A beautiful woman had sought refuge under his roof, but all he could think about was keeping his thoughts and feelings locked up tight.
That wasn’t strictly true, was it? However many times he told himself that this was Stacey, the imp who used to plague him at her father’s farm, his straining groin begged to differ. Rearranging his over-packed jeans, he grimaced. He couldn’t even trust himself to guide Stacey to her bedroom, and had left that task to Maria. Having known her intimately, he wanted her again, and that want was like a fury drilling away inside him to the point where he found it impossible to concentrate on anything else.
He had to have her. It was as simple as that.
Would it be so simple for Stacey?
A humourless laugh escaped him at the thought that she was quite capable of turning him down. Stacey wasn’t like anyone else he’d ever known. She lived life by her own rules, and his gut instinct warned him that obeying him would figure nowhere in her plans, a thought that only sharpened his appetite.
He glanced at the thick fur rug in front of the hearth, longing to hear her moan beneath him as her eyes and mouth begged him to take her again. To feel her hips straining to meet his; to have her until she couldn’t stand; to bring her more pleasure than she’d ever known—
Stop! Get over this obsession with Stacey and accept that she’s here to work!
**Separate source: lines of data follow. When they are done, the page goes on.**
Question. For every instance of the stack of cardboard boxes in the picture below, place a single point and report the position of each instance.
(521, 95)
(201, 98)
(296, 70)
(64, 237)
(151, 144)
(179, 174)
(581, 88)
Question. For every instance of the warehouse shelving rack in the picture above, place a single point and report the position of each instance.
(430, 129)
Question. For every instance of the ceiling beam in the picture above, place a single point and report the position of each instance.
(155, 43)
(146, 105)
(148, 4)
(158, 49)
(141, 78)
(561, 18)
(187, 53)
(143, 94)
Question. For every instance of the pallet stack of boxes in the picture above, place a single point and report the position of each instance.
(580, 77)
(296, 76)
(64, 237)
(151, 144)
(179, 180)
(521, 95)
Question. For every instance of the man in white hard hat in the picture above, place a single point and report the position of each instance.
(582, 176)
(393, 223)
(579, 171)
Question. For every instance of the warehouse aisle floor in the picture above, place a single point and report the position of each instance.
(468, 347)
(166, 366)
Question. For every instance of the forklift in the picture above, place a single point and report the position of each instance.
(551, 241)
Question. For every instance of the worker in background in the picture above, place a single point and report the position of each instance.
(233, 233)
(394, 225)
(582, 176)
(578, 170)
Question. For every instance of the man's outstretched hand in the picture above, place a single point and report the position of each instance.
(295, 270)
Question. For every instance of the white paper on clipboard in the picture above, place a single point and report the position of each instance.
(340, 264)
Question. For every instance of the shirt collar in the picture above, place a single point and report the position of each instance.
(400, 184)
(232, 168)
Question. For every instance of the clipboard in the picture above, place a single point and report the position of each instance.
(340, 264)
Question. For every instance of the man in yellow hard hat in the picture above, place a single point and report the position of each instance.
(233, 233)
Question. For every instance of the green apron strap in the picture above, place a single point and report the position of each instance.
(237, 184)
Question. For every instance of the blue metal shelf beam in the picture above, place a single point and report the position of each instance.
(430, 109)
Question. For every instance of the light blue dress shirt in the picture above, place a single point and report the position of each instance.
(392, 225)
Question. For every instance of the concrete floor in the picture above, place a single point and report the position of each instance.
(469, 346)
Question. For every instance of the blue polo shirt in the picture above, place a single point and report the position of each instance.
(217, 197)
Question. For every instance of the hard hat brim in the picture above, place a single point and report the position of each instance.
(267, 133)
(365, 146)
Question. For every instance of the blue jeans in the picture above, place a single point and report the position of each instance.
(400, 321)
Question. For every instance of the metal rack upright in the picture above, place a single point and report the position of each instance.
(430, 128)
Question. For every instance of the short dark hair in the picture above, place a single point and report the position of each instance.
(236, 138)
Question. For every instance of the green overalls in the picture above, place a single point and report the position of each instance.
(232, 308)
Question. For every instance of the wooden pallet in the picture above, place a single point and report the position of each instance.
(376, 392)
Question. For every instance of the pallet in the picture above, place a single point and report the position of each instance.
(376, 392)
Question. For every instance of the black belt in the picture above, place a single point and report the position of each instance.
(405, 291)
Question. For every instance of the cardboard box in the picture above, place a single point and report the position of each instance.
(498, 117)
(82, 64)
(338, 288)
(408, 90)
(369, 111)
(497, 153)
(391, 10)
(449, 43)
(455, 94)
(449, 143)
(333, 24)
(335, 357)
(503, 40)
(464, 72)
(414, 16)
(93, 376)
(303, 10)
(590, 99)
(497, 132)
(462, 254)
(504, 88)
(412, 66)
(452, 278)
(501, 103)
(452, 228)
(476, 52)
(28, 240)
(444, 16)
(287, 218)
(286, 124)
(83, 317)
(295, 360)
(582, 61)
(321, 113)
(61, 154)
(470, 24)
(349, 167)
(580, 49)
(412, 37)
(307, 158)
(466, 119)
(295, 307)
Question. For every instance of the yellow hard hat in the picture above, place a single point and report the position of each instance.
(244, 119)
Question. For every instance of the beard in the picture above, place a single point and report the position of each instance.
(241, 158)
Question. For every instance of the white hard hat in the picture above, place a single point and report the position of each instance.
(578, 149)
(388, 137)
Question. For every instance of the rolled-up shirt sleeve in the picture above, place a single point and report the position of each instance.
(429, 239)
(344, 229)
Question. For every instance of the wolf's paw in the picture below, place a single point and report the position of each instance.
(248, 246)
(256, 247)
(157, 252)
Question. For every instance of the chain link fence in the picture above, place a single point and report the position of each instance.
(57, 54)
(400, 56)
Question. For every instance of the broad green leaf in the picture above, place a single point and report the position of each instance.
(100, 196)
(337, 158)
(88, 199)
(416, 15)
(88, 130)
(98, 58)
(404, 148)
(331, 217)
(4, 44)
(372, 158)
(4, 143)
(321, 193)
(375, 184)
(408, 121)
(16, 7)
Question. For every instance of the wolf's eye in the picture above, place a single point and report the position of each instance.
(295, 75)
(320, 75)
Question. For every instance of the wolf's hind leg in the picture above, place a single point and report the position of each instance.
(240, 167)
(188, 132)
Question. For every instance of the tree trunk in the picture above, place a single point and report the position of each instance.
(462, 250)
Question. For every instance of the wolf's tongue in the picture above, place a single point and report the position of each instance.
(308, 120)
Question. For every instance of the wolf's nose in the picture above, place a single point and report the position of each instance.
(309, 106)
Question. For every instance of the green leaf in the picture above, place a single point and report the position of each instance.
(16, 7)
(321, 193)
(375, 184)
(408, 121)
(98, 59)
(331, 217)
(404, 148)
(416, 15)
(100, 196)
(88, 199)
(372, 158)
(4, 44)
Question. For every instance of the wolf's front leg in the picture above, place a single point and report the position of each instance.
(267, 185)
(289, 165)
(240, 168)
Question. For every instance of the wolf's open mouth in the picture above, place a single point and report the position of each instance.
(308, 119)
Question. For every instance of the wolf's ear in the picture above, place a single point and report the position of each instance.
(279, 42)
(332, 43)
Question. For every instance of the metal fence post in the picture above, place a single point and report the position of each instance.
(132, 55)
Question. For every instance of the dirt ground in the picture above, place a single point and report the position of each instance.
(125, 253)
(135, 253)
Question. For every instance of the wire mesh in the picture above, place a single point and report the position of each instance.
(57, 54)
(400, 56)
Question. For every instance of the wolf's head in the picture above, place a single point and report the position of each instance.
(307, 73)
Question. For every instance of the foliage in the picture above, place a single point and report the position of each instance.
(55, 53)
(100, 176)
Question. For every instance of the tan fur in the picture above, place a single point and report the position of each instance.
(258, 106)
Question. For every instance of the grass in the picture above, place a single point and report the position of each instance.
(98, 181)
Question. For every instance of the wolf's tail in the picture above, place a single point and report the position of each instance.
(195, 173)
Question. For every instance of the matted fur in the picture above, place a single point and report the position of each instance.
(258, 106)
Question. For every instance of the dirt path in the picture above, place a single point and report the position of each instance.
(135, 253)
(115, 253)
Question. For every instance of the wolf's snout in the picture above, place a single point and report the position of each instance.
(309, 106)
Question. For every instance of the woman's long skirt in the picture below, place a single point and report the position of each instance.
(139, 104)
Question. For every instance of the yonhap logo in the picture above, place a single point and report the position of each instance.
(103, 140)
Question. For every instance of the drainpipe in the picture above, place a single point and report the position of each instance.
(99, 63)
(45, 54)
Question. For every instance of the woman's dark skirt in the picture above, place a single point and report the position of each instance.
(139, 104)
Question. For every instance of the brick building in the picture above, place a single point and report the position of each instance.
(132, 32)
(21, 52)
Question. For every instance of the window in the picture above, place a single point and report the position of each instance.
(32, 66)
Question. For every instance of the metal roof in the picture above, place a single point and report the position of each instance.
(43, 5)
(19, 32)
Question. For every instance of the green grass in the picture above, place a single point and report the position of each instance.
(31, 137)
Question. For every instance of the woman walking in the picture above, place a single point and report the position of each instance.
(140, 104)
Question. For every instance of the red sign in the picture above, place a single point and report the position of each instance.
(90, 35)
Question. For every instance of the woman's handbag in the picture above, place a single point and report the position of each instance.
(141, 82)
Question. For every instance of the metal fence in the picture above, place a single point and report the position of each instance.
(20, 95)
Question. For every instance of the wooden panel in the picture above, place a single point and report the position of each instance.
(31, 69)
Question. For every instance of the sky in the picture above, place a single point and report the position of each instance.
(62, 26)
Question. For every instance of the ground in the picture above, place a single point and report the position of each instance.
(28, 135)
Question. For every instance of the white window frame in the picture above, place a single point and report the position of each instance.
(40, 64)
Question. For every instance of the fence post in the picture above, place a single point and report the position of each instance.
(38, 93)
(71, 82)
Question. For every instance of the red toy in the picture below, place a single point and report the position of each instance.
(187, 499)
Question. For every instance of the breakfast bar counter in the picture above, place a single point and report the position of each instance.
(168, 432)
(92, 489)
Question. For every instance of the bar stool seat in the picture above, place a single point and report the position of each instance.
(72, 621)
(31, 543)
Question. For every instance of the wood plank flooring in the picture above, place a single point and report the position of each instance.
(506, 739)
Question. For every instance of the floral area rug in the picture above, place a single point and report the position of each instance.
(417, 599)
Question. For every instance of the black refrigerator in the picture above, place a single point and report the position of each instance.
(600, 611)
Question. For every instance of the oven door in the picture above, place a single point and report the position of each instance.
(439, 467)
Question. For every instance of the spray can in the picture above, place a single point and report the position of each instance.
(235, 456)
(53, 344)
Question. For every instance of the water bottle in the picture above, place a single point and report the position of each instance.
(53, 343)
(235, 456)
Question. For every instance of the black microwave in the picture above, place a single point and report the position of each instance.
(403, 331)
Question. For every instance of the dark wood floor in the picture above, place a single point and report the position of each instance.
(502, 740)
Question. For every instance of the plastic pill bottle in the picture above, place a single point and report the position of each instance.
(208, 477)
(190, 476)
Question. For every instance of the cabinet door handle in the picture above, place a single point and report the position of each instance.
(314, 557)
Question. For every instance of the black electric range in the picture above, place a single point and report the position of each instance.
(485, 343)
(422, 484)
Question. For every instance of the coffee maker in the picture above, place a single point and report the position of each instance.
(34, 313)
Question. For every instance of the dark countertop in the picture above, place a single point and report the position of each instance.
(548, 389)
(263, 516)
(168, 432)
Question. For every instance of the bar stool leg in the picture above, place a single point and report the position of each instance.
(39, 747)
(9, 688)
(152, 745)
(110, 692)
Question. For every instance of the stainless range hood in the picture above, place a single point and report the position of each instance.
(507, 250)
How was he supposed to forget the telling signs of arousal in her darkening eyes when she looked at him? Or his desire to kiss every inch of her body? The disappointment on her face when he’d passed her over to Maria had told him everything: Stacey wanted him as much as he wanted her.
Get over it. Forget it.
Pouring a stiff drink, he gulped it down. Discarding the glass, he gave a roar of frustration as he planted his fist into the wall.